Einde inhoudsopgave
Besluit activiteiten leefomgeving
Artikel 11.129 (plicht tot herbeplanting)
Geldend
Geldend vanaf 01-01-2024
- Bronpublicatie:
16-12-2020, Stb. 2021, 22 (uitgifte: 21-01-2021, kamerstukken/regelingnummer: -)
- Inwerkingtreding
01-01-2024
- Bronpublicatie inwerkingtreding:
05-04-2023, Stb. 2023, 113 (uitgifte: 07-04-2023, kamerstukken/regelingnummer: -)

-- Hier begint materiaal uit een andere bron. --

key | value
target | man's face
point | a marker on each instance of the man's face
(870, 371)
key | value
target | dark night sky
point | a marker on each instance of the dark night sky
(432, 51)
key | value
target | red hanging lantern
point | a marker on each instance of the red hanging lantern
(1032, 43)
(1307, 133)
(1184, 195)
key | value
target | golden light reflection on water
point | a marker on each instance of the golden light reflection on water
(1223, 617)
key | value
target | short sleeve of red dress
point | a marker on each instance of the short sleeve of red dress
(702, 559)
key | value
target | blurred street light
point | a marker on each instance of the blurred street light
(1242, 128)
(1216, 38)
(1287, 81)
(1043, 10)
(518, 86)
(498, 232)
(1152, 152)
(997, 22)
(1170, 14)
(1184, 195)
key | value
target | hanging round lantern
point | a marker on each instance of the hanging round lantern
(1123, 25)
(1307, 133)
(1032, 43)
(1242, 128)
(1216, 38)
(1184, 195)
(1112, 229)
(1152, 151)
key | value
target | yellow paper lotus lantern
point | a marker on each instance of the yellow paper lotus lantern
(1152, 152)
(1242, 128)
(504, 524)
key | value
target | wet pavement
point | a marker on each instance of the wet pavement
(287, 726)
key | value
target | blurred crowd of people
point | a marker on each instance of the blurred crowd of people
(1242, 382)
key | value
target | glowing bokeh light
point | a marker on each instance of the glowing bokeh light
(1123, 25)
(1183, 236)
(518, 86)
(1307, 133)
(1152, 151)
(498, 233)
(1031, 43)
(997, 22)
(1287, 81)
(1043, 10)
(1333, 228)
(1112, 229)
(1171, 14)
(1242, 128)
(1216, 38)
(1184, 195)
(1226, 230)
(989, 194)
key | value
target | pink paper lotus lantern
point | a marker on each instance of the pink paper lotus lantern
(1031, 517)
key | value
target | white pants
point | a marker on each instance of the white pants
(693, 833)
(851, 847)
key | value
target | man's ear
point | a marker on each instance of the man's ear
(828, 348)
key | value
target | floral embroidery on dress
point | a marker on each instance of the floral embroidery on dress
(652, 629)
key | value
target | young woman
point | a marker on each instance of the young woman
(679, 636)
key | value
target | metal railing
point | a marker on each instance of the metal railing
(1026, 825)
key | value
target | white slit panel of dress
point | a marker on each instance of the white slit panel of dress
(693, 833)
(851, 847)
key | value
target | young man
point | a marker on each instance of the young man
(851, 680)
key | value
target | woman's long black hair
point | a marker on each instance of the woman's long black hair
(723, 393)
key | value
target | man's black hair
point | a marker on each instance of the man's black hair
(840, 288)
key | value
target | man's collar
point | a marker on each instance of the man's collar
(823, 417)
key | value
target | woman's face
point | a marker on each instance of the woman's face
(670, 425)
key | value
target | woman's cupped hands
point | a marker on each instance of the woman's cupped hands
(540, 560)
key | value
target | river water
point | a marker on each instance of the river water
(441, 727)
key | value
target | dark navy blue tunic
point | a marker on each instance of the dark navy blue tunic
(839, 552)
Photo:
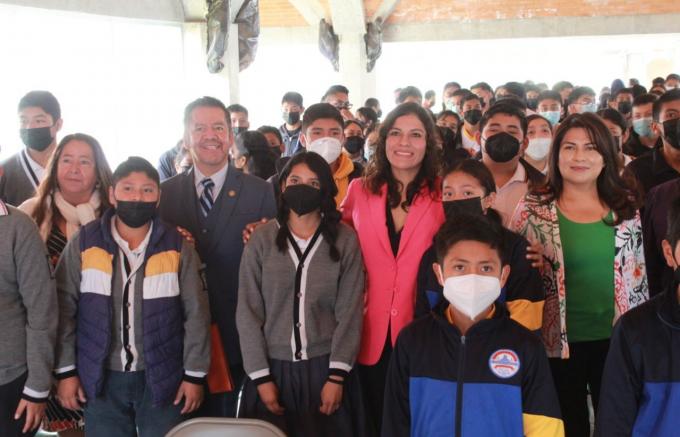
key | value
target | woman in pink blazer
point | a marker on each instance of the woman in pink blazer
(396, 210)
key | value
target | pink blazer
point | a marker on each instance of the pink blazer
(390, 282)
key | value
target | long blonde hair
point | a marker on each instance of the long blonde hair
(48, 186)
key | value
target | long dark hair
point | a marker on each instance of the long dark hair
(379, 170)
(482, 174)
(330, 217)
(49, 185)
(618, 192)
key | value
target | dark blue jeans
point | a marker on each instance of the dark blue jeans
(124, 409)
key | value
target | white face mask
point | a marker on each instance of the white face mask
(538, 148)
(472, 294)
(329, 148)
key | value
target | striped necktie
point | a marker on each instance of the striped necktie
(206, 197)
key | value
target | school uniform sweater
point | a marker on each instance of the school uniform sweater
(28, 305)
(294, 306)
(493, 381)
(15, 185)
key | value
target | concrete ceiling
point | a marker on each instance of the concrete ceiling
(286, 13)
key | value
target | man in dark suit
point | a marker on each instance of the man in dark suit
(214, 201)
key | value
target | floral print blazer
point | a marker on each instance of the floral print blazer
(537, 220)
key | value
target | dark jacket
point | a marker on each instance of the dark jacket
(651, 169)
(244, 199)
(494, 381)
(641, 380)
(634, 147)
(523, 293)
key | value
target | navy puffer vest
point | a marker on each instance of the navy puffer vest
(162, 313)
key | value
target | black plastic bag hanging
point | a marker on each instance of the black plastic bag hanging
(218, 32)
(329, 43)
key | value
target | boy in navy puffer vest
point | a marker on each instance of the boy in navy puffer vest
(134, 321)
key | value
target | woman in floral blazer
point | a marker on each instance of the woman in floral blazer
(586, 219)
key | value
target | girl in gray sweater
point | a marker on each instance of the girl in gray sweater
(299, 310)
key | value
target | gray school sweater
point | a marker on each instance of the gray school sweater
(194, 301)
(328, 298)
(28, 305)
(15, 187)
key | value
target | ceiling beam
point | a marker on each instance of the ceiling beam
(348, 16)
(311, 10)
(385, 10)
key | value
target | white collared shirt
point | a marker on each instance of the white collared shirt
(218, 179)
(135, 258)
(509, 195)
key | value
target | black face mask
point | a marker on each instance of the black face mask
(291, 117)
(455, 208)
(670, 132)
(302, 198)
(502, 147)
(135, 214)
(37, 138)
(354, 144)
(473, 116)
(532, 104)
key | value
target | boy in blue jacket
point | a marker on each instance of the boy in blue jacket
(467, 368)
(641, 380)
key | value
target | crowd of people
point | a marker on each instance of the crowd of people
(505, 265)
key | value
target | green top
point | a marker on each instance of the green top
(588, 250)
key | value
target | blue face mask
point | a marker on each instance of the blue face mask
(368, 153)
(588, 107)
(451, 106)
(552, 116)
(643, 127)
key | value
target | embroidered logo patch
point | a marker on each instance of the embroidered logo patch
(504, 363)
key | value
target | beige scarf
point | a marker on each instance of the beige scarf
(75, 216)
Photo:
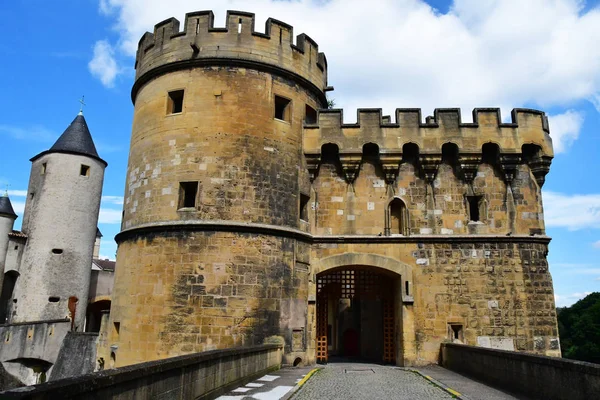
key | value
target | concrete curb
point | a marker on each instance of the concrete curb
(439, 384)
(299, 384)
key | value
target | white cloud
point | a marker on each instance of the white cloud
(113, 199)
(573, 212)
(109, 216)
(565, 129)
(103, 65)
(569, 299)
(18, 206)
(36, 133)
(402, 53)
(17, 193)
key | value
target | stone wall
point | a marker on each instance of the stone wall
(77, 356)
(536, 377)
(198, 291)
(494, 289)
(29, 350)
(196, 376)
(60, 198)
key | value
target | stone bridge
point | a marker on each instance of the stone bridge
(465, 372)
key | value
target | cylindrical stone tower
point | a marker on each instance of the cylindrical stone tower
(212, 252)
(7, 221)
(60, 220)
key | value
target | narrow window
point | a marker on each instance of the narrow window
(455, 332)
(304, 199)
(310, 116)
(474, 203)
(187, 194)
(282, 108)
(397, 217)
(175, 102)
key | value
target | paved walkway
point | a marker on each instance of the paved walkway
(350, 381)
(467, 387)
(273, 386)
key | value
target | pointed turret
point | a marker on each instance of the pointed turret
(76, 139)
(60, 220)
(6, 209)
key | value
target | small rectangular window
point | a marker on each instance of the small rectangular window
(455, 333)
(474, 203)
(282, 109)
(310, 116)
(304, 199)
(175, 102)
(187, 194)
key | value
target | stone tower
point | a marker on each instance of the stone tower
(60, 221)
(207, 256)
(7, 221)
(249, 216)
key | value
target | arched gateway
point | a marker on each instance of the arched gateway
(359, 307)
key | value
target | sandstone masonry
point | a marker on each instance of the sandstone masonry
(244, 191)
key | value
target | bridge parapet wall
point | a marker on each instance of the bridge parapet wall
(201, 375)
(536, 377)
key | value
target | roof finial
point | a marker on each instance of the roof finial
(82, 105)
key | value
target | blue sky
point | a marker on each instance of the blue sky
(394, 53)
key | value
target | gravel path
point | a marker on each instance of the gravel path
(367, 381)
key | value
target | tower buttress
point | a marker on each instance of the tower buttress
(7, 221)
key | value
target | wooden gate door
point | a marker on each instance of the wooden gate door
(322, 319)
(389, 348)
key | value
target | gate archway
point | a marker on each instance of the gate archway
(356, 315)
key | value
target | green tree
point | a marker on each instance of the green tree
(579, 328)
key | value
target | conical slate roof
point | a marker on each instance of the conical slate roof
(6, 209)
(76, 139)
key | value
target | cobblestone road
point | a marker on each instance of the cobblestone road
(367, 381)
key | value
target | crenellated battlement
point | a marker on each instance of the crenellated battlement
(200, 43)
(525, 139)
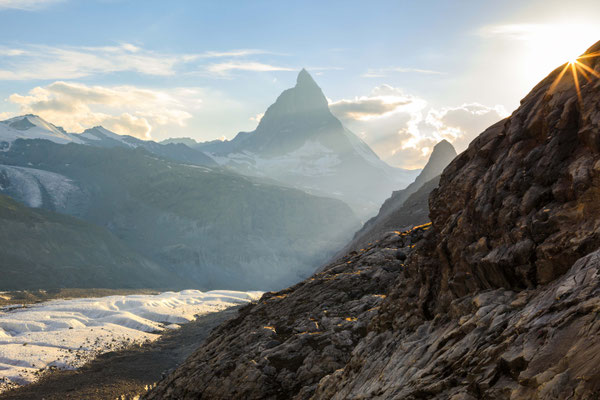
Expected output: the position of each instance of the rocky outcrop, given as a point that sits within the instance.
(283, 346)
(499, 300)
(407, 207)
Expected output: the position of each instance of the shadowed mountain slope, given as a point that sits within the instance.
(211, 227)
(301, 143)
(42, 249)
(497, 299)
(407, 207)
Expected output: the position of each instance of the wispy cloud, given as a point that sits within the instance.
(403, 128)
(124, 109)
(29, 5)
(383, 72)
(382, 101)
(226, 67)
(72, 62)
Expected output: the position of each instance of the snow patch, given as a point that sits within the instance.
(68, 333)
(27, 184)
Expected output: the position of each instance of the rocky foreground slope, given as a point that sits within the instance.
(498, 300)
(407, 207)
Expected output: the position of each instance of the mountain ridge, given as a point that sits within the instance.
(496, 298)
(301, 143)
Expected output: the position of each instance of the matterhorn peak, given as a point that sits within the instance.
(304, 79)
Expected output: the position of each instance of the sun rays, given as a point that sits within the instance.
(577, 67)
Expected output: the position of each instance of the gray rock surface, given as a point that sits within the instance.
(499, 300)
(407, 207)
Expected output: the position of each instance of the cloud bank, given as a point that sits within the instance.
(403, 129)
(41, 62)
(123, 109)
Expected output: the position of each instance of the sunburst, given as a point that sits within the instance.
(577, 67)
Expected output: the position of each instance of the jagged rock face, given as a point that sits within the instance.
(499, 300)
(281, 347)
(407, 207)
(497, 344)
(522, 203)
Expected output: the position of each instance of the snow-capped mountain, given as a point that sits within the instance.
(34, 127)
(301, 143)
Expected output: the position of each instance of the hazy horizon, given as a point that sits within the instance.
(401, 76)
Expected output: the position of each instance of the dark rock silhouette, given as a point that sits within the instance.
(498, 300)
(407, 207)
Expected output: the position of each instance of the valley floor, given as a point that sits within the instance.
(40, 340)
(127, 373)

- Overige regelgevende instantie(s)
Ministerie van Binnenlandse Zaken en Koninkrijksrelaties
Ministerie van Sociale Zaken en Werkgelegenheid
Ministerie van Economische Zaken en Klimaat
Ministerie van Onderwijs, Cultuur en Wetenschap
- Vakgebied(en)
Omgevingsrecht / Algemeen
Omgevingsrecht / Omgevingswet
1.
Als een houtopstand geheel of gedeeltelijk is geveld, met uitzondering van het periodiek vellen van griend- of hakhout, of als een houtopstand op een andere manier teniet is gegaan, wordt zorg gedragen voor het op bosbouwkundig verantwoorde wijze herbeplanten van dezelfde grond binnen drie jaar na het vellen of tenietgaan van de houtopstand.
2.
Binnen drie jaar na de herbeplanting wordt de beplanting die niet is aangeslagen vervangen.
3.
Degene die de eigendom overdraagt van grond waarvoor een plicht tot herbeplanting geldt, of een beperkt recht op die grond vestigt of overdraagt, stelt de verkrijger op de hoogte van de plicht tot herbeplanting en neemt die plicht uitdrukkelijk op in de akte van levering.